The study found that angels funded 23,100 startups, a 3.8 percent decrease versus the prior year’s period.

"The modest increase in total dollars and angel investors, coupled with the decrease in investments resulted in a larger deal size for the first half of 2008,” Jeffrey Sohl, director of the UNH Center for Venture Research, said in a statement. “These data indicate that angels are exhibiting a cautious approach to investing in light of the recent volatility in the economy and reducing their individual risk exposure by including more angels in each deal."
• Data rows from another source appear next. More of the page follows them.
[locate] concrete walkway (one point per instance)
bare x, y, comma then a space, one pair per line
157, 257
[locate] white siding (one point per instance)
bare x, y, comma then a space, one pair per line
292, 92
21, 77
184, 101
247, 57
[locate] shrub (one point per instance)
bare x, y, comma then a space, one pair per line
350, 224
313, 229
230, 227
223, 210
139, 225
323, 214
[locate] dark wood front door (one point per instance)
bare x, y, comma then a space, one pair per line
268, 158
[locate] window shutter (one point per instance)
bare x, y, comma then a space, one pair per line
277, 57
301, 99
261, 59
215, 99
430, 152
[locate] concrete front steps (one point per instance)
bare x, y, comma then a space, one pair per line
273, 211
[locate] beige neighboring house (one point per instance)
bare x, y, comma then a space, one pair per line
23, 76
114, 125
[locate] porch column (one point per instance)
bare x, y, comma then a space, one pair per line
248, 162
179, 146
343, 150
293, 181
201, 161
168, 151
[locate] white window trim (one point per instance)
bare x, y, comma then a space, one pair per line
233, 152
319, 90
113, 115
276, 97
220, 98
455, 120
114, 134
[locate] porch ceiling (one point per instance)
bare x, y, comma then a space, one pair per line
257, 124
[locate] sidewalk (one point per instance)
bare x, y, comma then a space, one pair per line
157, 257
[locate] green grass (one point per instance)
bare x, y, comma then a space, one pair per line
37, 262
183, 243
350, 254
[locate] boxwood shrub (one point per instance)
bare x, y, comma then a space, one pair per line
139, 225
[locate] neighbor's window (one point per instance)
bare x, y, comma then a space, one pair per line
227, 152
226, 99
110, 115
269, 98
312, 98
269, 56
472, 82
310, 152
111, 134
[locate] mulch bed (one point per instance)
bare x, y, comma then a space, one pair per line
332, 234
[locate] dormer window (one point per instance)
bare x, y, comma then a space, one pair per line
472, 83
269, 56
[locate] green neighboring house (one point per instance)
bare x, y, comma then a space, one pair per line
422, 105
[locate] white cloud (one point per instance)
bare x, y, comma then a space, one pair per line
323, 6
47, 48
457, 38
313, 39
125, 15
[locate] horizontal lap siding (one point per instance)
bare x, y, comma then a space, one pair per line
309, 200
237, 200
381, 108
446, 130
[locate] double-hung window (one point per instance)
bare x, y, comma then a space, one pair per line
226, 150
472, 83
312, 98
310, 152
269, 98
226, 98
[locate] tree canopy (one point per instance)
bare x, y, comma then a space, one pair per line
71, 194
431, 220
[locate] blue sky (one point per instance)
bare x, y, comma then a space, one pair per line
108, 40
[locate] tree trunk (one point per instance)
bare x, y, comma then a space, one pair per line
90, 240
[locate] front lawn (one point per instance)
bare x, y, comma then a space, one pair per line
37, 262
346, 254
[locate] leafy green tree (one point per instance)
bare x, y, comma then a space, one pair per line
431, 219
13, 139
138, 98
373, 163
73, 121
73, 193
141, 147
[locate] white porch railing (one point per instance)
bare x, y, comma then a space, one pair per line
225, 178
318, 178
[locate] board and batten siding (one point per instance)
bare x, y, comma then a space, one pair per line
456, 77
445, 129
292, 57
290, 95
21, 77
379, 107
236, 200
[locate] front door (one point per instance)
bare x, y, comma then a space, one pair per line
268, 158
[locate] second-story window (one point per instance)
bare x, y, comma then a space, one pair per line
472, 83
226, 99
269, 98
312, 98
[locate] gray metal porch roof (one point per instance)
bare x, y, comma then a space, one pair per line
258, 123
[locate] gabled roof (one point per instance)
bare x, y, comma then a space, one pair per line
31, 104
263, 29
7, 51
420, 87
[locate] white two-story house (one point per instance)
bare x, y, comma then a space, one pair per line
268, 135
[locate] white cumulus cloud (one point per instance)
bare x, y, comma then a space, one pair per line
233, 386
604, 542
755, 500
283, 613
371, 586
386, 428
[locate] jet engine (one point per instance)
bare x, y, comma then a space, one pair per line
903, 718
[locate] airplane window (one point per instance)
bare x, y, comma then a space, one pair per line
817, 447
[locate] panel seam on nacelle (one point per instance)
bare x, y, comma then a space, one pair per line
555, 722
Software companies scooped up the biggest share of angel funding in the first half at 18 percent. That was followed by health-care services/medical devices and equipment with 17 percent and industrial/energy with 10 percent.

Forty-six percent of the angel investments went to seed and start-up stage deals, an increase from the 42 percent recorded in the 2007 period.

The study found that 58 percent of the membership of angel groups were “latent angels,” meaning that they had not injected money into deals, Mr. Sohl said.

The average size of deals in the first half grew 8 percent, the study found.

The study also found that angels funded 11 percent of the investment deals brought to their attention in the first half.

Women accounted for 13 percent of angel investors and minorities 4 percent. Among entrepreneurs seeking angel capital, 15 percent were women and 10 percent were minorities.